Ook het aantal tieners dat met justitie in aanraking komt neemt al jaren af. Tegen die trend in neemt het aantal ernstige geweldsdelicten door jonge daders wel toe. Het aantal zaken waarbij minderjarigen worden verdacht van moord of een poging daartoe is in het afgelopen jaar meer dan verdubbeld. Tot half november waren er in het afgelopen jaar 64 moorden en moordpogingen door minderjarigen, tegenover 25 in dezelfde periode in 2020, zo blijkt uit cijfers die het AD onlangs opvroeg. Ook onder jongvolwassenen tussen de achttien en 21 jaar was er een toename: 76 zaken, tegenover 51 in dezelfde periode in 2020.
De verontrustende stijging zet door, zo zei procureur-generaal Gerrit van der Burg, de hoogste man bij het Openbaar Ministerie tegen de krant. Ook hij ziet dat geweldgebruik toeneemt: ‘De jeugd heeft meer messen, en het is aan te nemen dat er een verband is tussen het groeiend aantal jongeren met messen of vuurwapens en geweld. Zeker in de puberleeftijd geldt: als je een mes bij je hebt, gebruik je het ook eerder. In de drillrap wordt het gebruik van geweld openlijk verheerlijkt. Wat je ziet is dat die jongeren eigenlijk allemaal kwetsbare achtergronden hebben met niet al te veel structuur. Het gaat om jongeren die al met criminaliteit in aanraking zijn geweest, maar ook om jongeren die plotseling in de criminaliteit raken. Vaak is er al iets aan de hand in de sfeer van hulpverlening en spijbelen bijvoorbeeld.’

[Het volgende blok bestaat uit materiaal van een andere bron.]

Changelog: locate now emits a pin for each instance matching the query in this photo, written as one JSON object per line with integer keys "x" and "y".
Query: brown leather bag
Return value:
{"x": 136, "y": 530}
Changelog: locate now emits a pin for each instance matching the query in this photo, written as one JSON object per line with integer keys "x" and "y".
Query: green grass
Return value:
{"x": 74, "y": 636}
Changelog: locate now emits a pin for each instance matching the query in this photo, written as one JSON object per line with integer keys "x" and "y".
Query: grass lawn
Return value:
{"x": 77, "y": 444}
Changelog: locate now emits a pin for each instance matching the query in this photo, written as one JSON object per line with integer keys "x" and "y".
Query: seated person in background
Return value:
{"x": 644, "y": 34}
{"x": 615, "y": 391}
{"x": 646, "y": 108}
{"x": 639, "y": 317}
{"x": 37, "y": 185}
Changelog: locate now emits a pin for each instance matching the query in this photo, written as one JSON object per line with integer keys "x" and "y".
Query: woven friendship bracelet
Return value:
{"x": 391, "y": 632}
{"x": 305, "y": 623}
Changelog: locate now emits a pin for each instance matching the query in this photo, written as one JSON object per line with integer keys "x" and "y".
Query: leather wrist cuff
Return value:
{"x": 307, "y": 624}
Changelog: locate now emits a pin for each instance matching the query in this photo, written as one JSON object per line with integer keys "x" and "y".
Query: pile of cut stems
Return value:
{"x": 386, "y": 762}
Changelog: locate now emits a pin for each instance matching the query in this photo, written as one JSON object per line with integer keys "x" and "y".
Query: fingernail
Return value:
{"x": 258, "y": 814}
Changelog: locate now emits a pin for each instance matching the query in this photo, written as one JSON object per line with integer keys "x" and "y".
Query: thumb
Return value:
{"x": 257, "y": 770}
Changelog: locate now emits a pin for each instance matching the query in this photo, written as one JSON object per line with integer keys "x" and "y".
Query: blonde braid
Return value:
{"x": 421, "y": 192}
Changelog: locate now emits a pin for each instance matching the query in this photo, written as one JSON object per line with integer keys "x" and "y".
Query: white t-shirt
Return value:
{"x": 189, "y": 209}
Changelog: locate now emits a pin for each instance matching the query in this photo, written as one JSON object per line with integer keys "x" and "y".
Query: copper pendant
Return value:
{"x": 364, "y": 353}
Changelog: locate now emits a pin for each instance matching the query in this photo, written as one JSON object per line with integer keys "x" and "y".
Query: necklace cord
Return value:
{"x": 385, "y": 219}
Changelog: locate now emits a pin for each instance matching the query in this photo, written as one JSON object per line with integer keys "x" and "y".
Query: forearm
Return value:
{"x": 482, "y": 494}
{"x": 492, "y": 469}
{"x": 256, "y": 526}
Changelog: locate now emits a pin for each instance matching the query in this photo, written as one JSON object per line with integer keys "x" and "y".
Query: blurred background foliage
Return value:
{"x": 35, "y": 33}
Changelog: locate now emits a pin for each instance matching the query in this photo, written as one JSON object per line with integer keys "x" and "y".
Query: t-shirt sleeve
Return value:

‘In het algemeen zijn we nogal geneigd om trends te concluderen op basis van wat we nu zien’, zegt criminoloog Marijke Drogt, die als docent toegepaste psychologie werkt. ‘Volgens mij is het psychologisch te verklaren dat we dat doen, maar je zou het moeten onderzoeken om te kunnen zeggen dat het tien of vijftien geleden allemaal minder erg was en of het hierna weer afneemt of doorzet. Daar kan ik dus niet veel over zeggen, anders dan dat er onderzoek naar gedaan moet worden.’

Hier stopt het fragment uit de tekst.